Once dogs lived, apparently quite happily, on meatballs and spaghetti or meatloaf or whatever leftovers were left over. They were only admitted inside the house on special occasions, such as nights we wrapped the pipes under the house so they wouldn't freeze up.
And when it came time to die, Uncle Charlie showed up to take Rover for a 'ride.' No hip-replacement surgery, no veterinary acupuncture, no chemo.
That was then and this is now and now is $897 dog beds, 'Bring Your Dog to Work' days, and bottled water replacing toilet water.
Dogs have struggled mightily to make the human 'cute' list and have largely succeeded, although many would question the eligibility of breeds like the pug and the Neapolitan mastiff. Flattery played a major role in this advancement. Who says flattery will get you nowhere? Dogs have proven otherwise. They are flatterers of the most dangerous kind, for they are sincere. Being narrow minded, dogs easily fixate on one object, and more and more people have learned that standing in front of a dog house with a sack of Puppy Chow guarantees worship.
And because dogs worship us, we have to elevate them. Since more of us are not reproducing our own kind, we have to turn these four-footed companions of crypto-humans, creatures rational enough to appreciate our excellences.
Nowadays, not only is the doggie allowed in the room, but -- absent some French-speaking, piano-playing, 6-year-old prodigy -- must be the absolute center of attention in that room for the next 70 or 80 minutes. 'On that very sofa where you're sitting, I found a bone he buried last summer.' 'Her coat has taken on that sheen since we added egg whites and ginkgo biloba to her diet.' 'Do you like her tweed collar and skirt? I have one just like it.' And we are supposed to sit there, nodding in mock astonishment through drinks until we are finally ushered outside to see the family daffodils fluttering in the winds of April.

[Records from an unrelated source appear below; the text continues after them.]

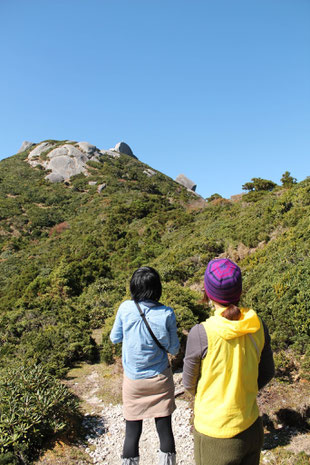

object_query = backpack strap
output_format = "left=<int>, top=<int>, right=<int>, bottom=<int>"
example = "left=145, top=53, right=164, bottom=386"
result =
left=135, top=301, right=168, bottom=353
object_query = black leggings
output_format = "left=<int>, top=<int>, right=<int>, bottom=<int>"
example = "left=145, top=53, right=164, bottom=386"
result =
left=123, top=415, right=175, bottom=459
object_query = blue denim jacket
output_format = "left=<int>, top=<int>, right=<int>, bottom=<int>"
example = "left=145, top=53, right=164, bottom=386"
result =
left=110, top=300, right=179, bottom=379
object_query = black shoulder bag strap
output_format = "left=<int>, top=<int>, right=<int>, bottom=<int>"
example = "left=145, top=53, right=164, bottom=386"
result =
left=135, top=301, right=168, bottom=353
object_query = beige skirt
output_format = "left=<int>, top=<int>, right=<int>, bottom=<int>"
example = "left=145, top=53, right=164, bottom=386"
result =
left=123, top=367, right=176, bottom=421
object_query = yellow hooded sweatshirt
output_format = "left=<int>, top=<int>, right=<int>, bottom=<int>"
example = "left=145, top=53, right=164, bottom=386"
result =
left=194, top=308, right=265, bottom=438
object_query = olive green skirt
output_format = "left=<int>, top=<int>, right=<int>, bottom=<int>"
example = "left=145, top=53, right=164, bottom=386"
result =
left=194, top=417, right=264, bottom=465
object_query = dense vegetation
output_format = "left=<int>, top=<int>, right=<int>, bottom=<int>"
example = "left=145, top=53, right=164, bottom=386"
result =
left=0, top=140, right=310, bottom=463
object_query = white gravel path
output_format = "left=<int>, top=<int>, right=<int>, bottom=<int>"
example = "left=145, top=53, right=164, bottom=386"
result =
left=85, top=399, right=195, bottom=465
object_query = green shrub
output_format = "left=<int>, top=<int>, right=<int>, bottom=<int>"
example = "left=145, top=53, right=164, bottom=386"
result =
left=0, top=366, right=80, bottom=464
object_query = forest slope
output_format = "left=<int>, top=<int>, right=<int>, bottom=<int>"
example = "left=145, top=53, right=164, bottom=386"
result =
left=0, top=141, right=310, bottom=460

Of course, we have to wait till the dog has put on his cashmere sweater because he catches cold quite easily.
In the garden, we are required to witness the latest and greatest of pet tricks, like pushing a bowling ball around the lawn with his nose or fetching a shuttlecock in mid-flight. You must express delighted surprise with each trick, even though I was only once delighted by a dog trick. A ganja smoker pal had a half-Shepherd who sat with imploring eyes as the bong went 'round. As each cloud of smoke was released in the air, the half-Shepherd would snap at it until his lungs filled. Great dog, but he deeply craved -- and was daily supplied with -- bite-sized Snickers bars and later succumbed to chocolate poisoning.
By now, many of you caninephiles are doubtless purring, 'What about cats? Why have they escaped your scorn?'
Cats introduce a note of tranquility into any room they occupy for more than four minutes; a dog will remove that note in an even less time. Dogs live on the edge. And as time speeds up, we humans are in danger of overheating our nervous systems until they approach Dog Tempo. Which is to say that of a coked-up astronaut. Think a cross between a Jack Russell terrier and a Yorkie.
The only break in this life lived at the speed of a silent movie comes during frequent siestas. Dogs can fall asleep anywhere and anytime; they can do this because, as you well know, sleep comes easiest when the mind is blank. You may protest that cats also fall asleep easily, but cats are only being deceitful. Dogs are no deceitful, which requires cleverness. And cats don't require walking ...
I have this recurring vision of people with knobby knees following a leashed quadruped around with a little plastic excrement bag in hand. I have nothing against little plastic excrements bags in theory or practice; I think Congressional aides should carry them on the job. It's just that I see too many of them come back from their dog walks looking empty. It is possible that these bags are more for show than go?
It's highly possible because there are many -- probably a majority -- of dog fanciers who behave as if the Principles of Pet Dematerialization are in force. What are these principles? Simply this: Nothing shameful or annoying that issues from any orifice of my pet will be acknowledged by me. No scat deposited on my lawn, for example, will materialize in your view. And not only senses of sight and smell are affected. No real dog owner can hear either. How else to explain how an owner can allow his sweet pooch to yowl without cease -- Owowowow ... Raugh! -- without waver for 96 consecutive minutes. I mean, you couldn't hear this knowing that your neighbors were trying to sleep, listen to Brahms or keep their sanity, could you?